Membrana irreductible que no cede
a todo el vigor de mi cuerpo;
sonidos huecos, pecera de piel,
cada latido se impregna en mi.

Soga ensortijada que sabe nutrir
lo que pretendo ser mañana;
oscuridad tranquila, tornasol,
es un milagro estar con vida.

Giro entre tu alma y el sol
y un boulevard con un amanecer.
Floto entre la luna y el mar
y este lugar me parece conocerlo...
¿Cuándo fue que lo ví?

jueves, 3 de abril de 2014

Callejón sin salida

CALLEJÓN SIN SALIDA.


Cuando se ponía el semáforo en rojo empezaba el pericón improvisado, sin rodeos ni pañuelos. Las anchas franjas blancas delimitaban la pista de un baile netamente urbano.
Luego de formar dos largas filas enfrentadas los bailarines esperaban, nerviosamente algunos, despreocupados otros, que el hombrecito iluminado de rojo empalideciera. Otros más diestros y conocedores, se anticipaban atendiendo a unas luces laterales que, al estar en verde permitían el paso de las carrozas pero que, indefectiblemente, cumplían la secuencia de ponerse de color rojo, pasando por un breve estadío en amarillo, y así lograban asustar al hombrecillo que finalmente empalidecía y daba la señal.
Con una sincronía como ensayada partían los danzarines a un encuentro sin par, y así era ya que, a partir de este punto, el baile se veía un tanto desprolijo e individualista; eso si, sin roces, pero carente de un esquema descifrable.
Yo me pasaba horas observando y tratando de traducir al papel cada pieza de este baile cíclico, pero rara vez se repitió el mismo número de bailarines, incluso en algunas ocasiones y, eso si, a ciertas horas era más notorio, la cantidad de personas que entraban de un lado era muy superior a la del otro bando. Sólo una vez registré, pero luego tuve que resignarme a entender que fue sólo el azar, que una pareja daba un giro completo en el centro de la pista para seguir luego el rumbo habitual. Era una pareja de un joven y una señora algo mayor, que describieron un giro perfecto, el hombre alrededor de la dama a distancia de un brazo extendido, y una vez completo el mismo, el caballero seguía aunque a ritmo de carrera y la pareja quedaba inmóvil en la pista al grito de: “¡Ese hijo de puta me está robando!”.
Con pocas ganas de resignarme me ví en la obligación de encontrarle un asidero a mi teoría del baile urbano.
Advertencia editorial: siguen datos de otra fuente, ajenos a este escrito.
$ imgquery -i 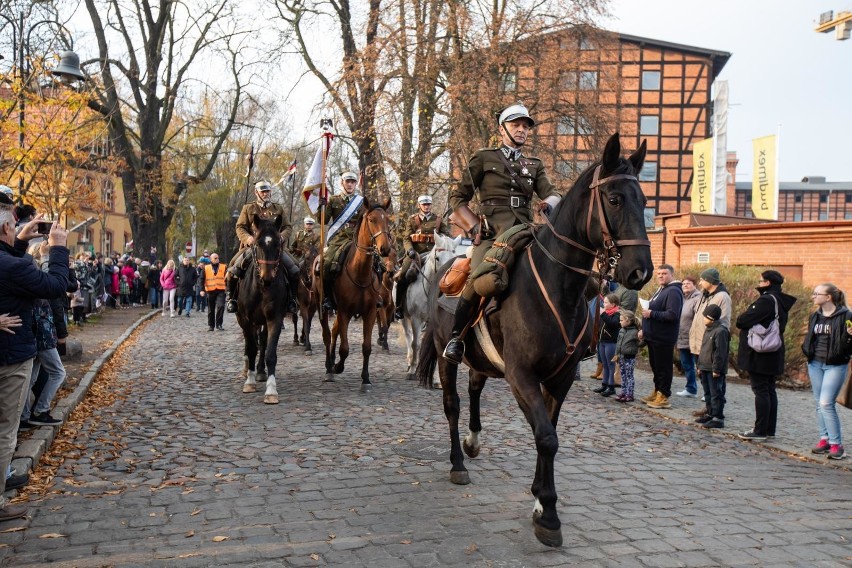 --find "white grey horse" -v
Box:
[402,233,462,387]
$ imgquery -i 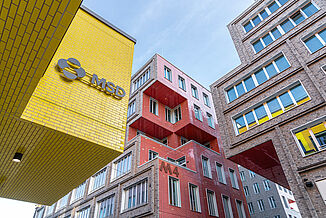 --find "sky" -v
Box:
[0,0,254,218]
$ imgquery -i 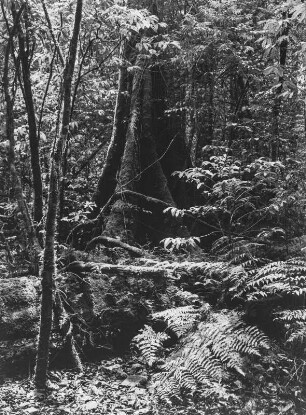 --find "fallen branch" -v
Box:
[61,261,167,278]
[85,236,145,256]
Así fue que durante meses elegía al azar a un bailarín y lo seguía más allá de los límites de la pista de baile. Tuve de esta manera diferentes experiencias muy enriquecedoras aunque sólo en lo personal, ya que en lo relativo al “callejón”, nombre con el que humildemente había yo bautizado esta danza, no pude encontrar coincidencia alguna, salvo una marcada tendencia general a la marcha sostenida hacia adelante con un leve oscilar del cuerpo, más bien como una rotación voluntaria del torso al momento del cruce con otro bailarín, que interpreté como forma de saludo corporal o reverencia.
Sigo empeñado en esto, y con orgullo y esfuerzo pude abrir, modestamente en el garage de mi casa, A.T.A.C.A., Asociación Tradicionalista Amigos del Callejón Argentino. Ya está en trámite la personería jurídica así puedo empezar cuanto antes a asociar gente y de esta forma difundir esta danza tan nuestra y que tan hondo a calado en mi alma. Por lo pronto ya realicé meticulosamente el esquema de baile para homologar los movimientos y que así, de a poco, la gente pueda ir emprolijando sus pasos. Hay que entender también que el baile no es para cualquiera, requiere cierto estado físico, conocimiento formal del esquema, sentimiento de las raíces del mismo, pero por sobre todas estas cosas: disciplina.
Espero encontrar mucha gente como yo. Por ahora me siento un tanto discriminado y solitario cuando en la pista de baile tomo del brazo a alguna dama y realizo el giro completo, hasta me han llevado detenido.

Sueño con el día en que esta danza sea verdaderamente popular. ¿Qué me vienen a hablar a mi de gato, escondido, pericón?. ¡Eso se baila sólo en los actos de Escuelas!. Esto es de todos los días, a toda hora, en cualquier esquina céntrica. Los espero.